1. Target specific intrinsics: these are things like llvm.returnaddress
   and the varargs stuff that are specific to code generators: there is
   simply no way to express this in LLVM without an intrinsic.  These
   could be made into LLVM instructions, but would provide no real
   advantage if we did so.
2. GC intrinsics: These are their own catagory because they require
   support for the LLVM code generator and GC runtime library to
   interpret.
3. Extended langauge intrinsics.  These include llvm.memcpy and friends.
   Note that the intrinsics are different (more powerful) than the libc
   equivalent, because they allow alignment info to be expressed.

> But then wouldn't malloc/free be intrinsics?

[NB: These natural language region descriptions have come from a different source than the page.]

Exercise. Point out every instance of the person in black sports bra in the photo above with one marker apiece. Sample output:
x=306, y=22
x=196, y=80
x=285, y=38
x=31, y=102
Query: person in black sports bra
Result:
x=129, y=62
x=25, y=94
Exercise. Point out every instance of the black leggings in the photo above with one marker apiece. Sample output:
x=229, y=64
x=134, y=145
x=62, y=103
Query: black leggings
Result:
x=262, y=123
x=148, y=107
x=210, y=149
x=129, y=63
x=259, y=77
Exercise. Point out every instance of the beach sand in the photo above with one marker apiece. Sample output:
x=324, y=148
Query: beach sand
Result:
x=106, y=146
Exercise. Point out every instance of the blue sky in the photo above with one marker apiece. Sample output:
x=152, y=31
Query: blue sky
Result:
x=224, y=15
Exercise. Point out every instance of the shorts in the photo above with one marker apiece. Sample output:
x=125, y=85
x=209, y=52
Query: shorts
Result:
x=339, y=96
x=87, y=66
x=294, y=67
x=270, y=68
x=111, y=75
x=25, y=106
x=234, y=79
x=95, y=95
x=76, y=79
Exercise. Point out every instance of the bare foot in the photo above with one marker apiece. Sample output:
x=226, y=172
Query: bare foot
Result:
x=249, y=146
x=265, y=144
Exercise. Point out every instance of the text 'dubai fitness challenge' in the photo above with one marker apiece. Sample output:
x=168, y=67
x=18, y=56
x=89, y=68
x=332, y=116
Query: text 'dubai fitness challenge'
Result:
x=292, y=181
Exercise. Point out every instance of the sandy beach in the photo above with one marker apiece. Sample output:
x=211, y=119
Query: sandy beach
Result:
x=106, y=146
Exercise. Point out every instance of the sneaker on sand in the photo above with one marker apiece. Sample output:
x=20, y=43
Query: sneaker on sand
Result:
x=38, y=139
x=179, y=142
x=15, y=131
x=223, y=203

Heh, good question.  This is largely historical, but you're right, they
probably should have been made intrinsics.  Perhaps in the future they
will be converted to be intrinsics, but for now they remain instructions.

> 2. Stack and registers
>
> As the LLVM instruction set has a potentially infinite number of
> registers which are mapped onto target registers or the stack by the
> register allocator,

Yes.

> why is there a separate stack? I would understand it, if the stack was
> more accessible, as a way to implement closures, but it has been
> repeated here that the correct way to do that is to use heap-allocated
> structures, as functions can't access other functions' stacks. Is it to
> signal locations that need to be changed in-place?

I'm not sure what you mean.  In particular, the alloca instruction is used
to explicitly allocate stack space.  Because it is not possible to take
the address of LLVM registers, this the mechanism that we use to allocate
stack space.  Certain langauges do not need a stack, and thus do not need
to use alloca, other languages (e.g. C) do.  If you clarify your question
I'll be able to give a more satisfactory answer.

> 3. Control transfer
>
> Why are the control transfer operations so high level when compared to
> actual processors? Usually processors have instructions to jump to a
> concrete location and everything else is managed by the compiler (saving
> into the stack, getting result parameters, etc.) depending on the
> language's calling conventions.

The idea is to make the producer of the LLVM code as independent from the
target as possible.  In particular, a front-end for a type safe language
should be able to produce a type-safe module that works on all targets.

> In LLVM there's just one way to transfer control, and the only proposal
> I've seen
> (http://nondot.org/sabre/LLVMNotes/CustomCallingConventions.txt) keeps
> this high level. What are the difficulties in having low level transfer
> control operations, with explicitly managed arguments, saving registers,
> etc?

I'm not sure what it is that you are trying to do.  The abstraction
provided by the call instruction is good for the optimizers and analyses
(because they see exactly what they need, not extra details), good for
compilation speed, and good for target independence.  Custom calling
conventions (link above) are specifically designed to give the code
generator the flexibility to pick the most efficient calling convention
for a particular call/return pair.

Given all of the above (efficient compiled code, easy to write
analysis/xforms, happy front-ends, fast compile times), I'm not sure what
your approach would give.  Care to elaborate?

-Chris

-- 
http://llvm.org/
http://nondot.org/sabre/